Introduction - a data fabric approach to multicloud data integration

Modern data integration solutions that are part of a data fabric allow you to create flexible, reusable, augmented data pipelines

Modern enterprises are struggling with increasingly complex data real estates as data becomes more diverse, distributed, and dynamic across hybrid cloud environments. New data sources, applications, and requirements are multiplying. According to an IDC report, as architectures get more complicated, it’s harder to maintain them and provide access to the data needed, leading to 60–73% of all data being unused in the average enterprise.

Multicloud data integration addresses this complexity and sprawl across on-premises, multicloud and hybrid cloud environments. When used as part of a data fabric, it can turn a siloed data architecture into one where the right data is delivered to the right place at the right time. A data fabric is a technology architecture approach that enables organizations to unlock insight from their data wherever it resides while keeping true to secure, governed, and performant principles.

Data fabric strengthens compliance with automated data governance and privacy controls while maintaining regulatory compliance no matter where data resides. It also builds the basis for 360-degree customer intelligence and trustworthy AI

Modern data integration solutions that are part of a data fabric allow you to create flexible, reusable, augmented data pipelines to create and deliver data products across diverse domains and lines of businesses. Forward thinking organizations like Wichita State University  and Highmark Health  have already experienced the benefits of such an approach.

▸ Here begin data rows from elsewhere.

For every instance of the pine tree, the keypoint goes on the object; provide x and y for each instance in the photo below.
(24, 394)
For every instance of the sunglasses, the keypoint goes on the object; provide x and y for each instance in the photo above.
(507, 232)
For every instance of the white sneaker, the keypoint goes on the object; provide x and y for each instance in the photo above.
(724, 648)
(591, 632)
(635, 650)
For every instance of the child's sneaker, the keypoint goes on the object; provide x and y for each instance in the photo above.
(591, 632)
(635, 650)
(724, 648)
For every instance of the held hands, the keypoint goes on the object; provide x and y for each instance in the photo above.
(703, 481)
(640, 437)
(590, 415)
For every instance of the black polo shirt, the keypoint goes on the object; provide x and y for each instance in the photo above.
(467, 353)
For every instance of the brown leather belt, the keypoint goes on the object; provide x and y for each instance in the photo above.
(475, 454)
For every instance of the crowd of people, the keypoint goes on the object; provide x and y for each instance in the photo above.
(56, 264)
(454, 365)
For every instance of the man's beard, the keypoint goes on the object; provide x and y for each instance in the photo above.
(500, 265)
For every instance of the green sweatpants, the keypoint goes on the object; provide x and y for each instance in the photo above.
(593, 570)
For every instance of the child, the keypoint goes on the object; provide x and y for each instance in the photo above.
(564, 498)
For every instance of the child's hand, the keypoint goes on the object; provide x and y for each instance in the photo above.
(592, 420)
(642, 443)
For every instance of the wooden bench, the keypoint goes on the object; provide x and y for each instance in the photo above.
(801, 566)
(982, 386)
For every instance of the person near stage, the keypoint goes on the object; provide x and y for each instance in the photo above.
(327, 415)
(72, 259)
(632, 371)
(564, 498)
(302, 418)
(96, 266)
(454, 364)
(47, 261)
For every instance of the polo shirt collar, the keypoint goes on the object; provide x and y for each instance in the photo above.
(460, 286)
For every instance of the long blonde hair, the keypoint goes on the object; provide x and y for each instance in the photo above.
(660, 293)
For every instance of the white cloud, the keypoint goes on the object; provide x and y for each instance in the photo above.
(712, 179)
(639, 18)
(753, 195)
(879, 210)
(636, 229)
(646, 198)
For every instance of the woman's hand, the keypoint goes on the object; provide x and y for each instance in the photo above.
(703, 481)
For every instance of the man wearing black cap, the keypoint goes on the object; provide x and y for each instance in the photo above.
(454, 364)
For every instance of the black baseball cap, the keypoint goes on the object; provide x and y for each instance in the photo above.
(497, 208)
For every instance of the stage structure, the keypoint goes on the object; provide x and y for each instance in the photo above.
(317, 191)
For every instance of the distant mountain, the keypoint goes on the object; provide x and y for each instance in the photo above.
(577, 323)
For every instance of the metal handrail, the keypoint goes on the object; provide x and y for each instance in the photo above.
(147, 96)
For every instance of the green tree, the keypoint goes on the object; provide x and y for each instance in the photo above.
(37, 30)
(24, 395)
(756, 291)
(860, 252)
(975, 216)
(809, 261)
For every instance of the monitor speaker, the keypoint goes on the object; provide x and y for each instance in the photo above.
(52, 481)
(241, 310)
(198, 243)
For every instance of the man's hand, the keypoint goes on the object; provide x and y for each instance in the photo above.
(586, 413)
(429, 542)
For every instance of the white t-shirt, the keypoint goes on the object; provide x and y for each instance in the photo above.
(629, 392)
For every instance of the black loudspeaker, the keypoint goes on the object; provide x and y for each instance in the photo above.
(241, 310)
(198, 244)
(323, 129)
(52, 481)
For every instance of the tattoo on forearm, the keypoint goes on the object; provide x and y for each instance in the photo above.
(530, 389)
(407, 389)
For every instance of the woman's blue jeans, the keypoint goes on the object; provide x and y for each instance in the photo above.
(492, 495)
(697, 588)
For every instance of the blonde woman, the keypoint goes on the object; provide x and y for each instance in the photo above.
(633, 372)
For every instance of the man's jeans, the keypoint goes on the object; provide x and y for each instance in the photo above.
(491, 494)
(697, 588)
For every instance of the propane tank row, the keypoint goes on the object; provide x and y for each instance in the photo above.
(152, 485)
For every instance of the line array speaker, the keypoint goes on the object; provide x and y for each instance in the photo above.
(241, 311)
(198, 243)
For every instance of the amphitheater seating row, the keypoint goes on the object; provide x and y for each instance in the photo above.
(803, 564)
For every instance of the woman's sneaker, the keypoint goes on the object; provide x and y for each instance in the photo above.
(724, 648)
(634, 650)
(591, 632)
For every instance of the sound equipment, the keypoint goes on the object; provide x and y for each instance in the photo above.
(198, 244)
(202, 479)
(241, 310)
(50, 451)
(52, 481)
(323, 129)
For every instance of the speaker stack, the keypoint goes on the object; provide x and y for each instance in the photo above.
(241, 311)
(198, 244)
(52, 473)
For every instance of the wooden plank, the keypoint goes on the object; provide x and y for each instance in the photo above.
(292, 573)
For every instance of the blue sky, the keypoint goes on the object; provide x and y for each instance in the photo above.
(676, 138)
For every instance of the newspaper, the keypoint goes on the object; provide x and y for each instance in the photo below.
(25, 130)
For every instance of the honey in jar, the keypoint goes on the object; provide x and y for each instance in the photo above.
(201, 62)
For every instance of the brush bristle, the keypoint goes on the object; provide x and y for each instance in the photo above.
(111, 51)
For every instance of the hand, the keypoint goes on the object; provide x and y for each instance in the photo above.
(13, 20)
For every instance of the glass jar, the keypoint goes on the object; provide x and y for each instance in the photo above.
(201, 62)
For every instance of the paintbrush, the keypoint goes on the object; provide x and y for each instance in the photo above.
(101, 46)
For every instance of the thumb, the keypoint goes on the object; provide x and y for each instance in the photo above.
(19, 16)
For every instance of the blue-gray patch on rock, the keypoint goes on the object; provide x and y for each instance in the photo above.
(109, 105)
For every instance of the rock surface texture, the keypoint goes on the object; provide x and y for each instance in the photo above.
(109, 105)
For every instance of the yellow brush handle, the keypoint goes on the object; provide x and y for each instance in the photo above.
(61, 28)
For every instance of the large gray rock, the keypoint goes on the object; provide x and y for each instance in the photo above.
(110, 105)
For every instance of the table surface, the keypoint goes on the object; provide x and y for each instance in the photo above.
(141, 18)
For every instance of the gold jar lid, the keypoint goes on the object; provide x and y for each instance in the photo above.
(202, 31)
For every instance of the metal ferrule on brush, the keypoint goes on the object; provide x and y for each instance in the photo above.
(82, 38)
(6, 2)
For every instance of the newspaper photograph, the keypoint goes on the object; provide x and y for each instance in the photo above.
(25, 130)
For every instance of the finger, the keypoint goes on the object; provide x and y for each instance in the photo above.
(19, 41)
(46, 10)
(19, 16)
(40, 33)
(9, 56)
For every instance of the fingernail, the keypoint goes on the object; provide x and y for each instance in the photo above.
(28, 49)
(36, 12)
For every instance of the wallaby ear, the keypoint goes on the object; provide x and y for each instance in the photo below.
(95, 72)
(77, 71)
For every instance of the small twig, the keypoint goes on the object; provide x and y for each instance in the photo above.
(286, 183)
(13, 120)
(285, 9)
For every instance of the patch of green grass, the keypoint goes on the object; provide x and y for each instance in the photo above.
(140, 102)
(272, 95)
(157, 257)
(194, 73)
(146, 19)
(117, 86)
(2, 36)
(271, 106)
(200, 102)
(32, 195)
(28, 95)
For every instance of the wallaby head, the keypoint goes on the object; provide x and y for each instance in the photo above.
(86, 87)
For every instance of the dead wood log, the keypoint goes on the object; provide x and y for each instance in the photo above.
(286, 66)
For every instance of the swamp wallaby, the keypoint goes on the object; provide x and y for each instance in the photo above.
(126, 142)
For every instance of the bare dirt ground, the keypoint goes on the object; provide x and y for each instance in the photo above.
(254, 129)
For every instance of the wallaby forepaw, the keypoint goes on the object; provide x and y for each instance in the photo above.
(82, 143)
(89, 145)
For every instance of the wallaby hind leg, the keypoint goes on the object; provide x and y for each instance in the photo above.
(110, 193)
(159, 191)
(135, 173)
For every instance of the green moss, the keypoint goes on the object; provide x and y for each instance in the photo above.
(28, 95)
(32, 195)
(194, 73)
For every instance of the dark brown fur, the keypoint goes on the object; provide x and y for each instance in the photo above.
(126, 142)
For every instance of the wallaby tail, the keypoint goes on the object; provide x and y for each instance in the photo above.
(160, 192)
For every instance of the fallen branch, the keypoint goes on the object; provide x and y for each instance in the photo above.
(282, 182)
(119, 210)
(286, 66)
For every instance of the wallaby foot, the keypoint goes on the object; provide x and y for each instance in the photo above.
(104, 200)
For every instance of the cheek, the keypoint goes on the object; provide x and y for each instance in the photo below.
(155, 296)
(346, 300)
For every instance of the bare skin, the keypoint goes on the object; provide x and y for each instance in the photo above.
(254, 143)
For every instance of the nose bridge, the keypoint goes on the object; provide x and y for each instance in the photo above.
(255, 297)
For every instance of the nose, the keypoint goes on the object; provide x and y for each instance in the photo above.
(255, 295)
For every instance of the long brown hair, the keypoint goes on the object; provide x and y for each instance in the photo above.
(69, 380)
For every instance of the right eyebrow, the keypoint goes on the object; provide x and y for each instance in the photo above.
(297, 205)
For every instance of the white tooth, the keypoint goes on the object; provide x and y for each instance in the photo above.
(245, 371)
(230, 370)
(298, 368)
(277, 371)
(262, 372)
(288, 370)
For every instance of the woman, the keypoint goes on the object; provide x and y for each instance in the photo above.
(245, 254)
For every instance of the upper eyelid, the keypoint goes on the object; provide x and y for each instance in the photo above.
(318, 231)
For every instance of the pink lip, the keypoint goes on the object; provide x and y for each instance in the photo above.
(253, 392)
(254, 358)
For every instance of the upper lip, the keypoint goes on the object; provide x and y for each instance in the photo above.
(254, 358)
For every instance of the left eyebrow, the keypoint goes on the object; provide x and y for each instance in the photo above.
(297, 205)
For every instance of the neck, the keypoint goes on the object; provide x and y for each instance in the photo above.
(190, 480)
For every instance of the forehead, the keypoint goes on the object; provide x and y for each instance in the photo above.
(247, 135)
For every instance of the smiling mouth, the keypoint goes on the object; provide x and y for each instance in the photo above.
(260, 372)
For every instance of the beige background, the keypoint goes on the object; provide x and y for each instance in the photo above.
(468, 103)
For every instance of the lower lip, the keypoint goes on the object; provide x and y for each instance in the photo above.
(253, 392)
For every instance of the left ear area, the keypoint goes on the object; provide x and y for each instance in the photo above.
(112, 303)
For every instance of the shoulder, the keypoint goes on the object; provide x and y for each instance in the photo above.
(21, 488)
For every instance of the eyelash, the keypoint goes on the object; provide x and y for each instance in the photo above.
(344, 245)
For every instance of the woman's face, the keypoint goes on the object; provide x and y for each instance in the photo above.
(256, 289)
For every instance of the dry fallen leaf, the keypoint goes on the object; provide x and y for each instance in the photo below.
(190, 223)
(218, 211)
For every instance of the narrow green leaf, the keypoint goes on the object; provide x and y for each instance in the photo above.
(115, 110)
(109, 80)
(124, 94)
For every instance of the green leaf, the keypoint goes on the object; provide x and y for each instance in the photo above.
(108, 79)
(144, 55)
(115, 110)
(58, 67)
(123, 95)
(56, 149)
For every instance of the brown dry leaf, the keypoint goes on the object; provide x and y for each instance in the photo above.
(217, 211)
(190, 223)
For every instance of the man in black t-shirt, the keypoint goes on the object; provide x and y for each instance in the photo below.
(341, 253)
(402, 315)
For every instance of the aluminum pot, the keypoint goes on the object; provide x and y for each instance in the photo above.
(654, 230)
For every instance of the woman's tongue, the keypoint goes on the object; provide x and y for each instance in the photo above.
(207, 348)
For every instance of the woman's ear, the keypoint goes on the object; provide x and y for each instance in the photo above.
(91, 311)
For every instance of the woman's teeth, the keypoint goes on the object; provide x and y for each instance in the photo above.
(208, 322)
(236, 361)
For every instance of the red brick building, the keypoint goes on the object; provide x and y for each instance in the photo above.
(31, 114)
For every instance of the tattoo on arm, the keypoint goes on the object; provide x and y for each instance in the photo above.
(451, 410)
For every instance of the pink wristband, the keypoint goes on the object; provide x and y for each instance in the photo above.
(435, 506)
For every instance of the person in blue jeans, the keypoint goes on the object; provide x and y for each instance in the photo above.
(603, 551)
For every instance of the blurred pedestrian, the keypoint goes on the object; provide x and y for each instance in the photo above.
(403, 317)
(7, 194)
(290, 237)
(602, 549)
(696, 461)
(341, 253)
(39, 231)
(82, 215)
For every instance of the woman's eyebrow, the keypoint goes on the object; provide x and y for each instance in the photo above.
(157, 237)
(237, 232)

The building blocks of multicloud data integration

leveraging a flexible architecture that is purpose-built for cloud native workloads, and infusing ML-powered capabilities

The goal of multicloud data integration is to democratize data access across the enterprise, enable continuous availability for mission-critical data, and empower new data consumers, while keeping true to secure, governed, and performant principles

Modern data integration solutions require a data delivery platform that supports different integration and delivery styles while using knowledge graphs, active metadata, and policy enforcements to unify and govern data across a distributed landscape. By leveraging a flexible architecture that is purpose-built for cloud native workloads, and infusing ML-powered capabilities that allow consumers to unlock insight from their data wherever it resides, modern data integration solutions can provide faster access to high-quality data for downstream analytics, business intelligence (BI), AI, and data intensive application consumers.

Data integration  helps combine structured and unstructured data from disparate sources into meaningful and valuable data sets. Integration styles such as bulk/batch integration (ETL or ELT), data replication and streaming integration, change data capture, and data virtualization enable a variety of integration use cases.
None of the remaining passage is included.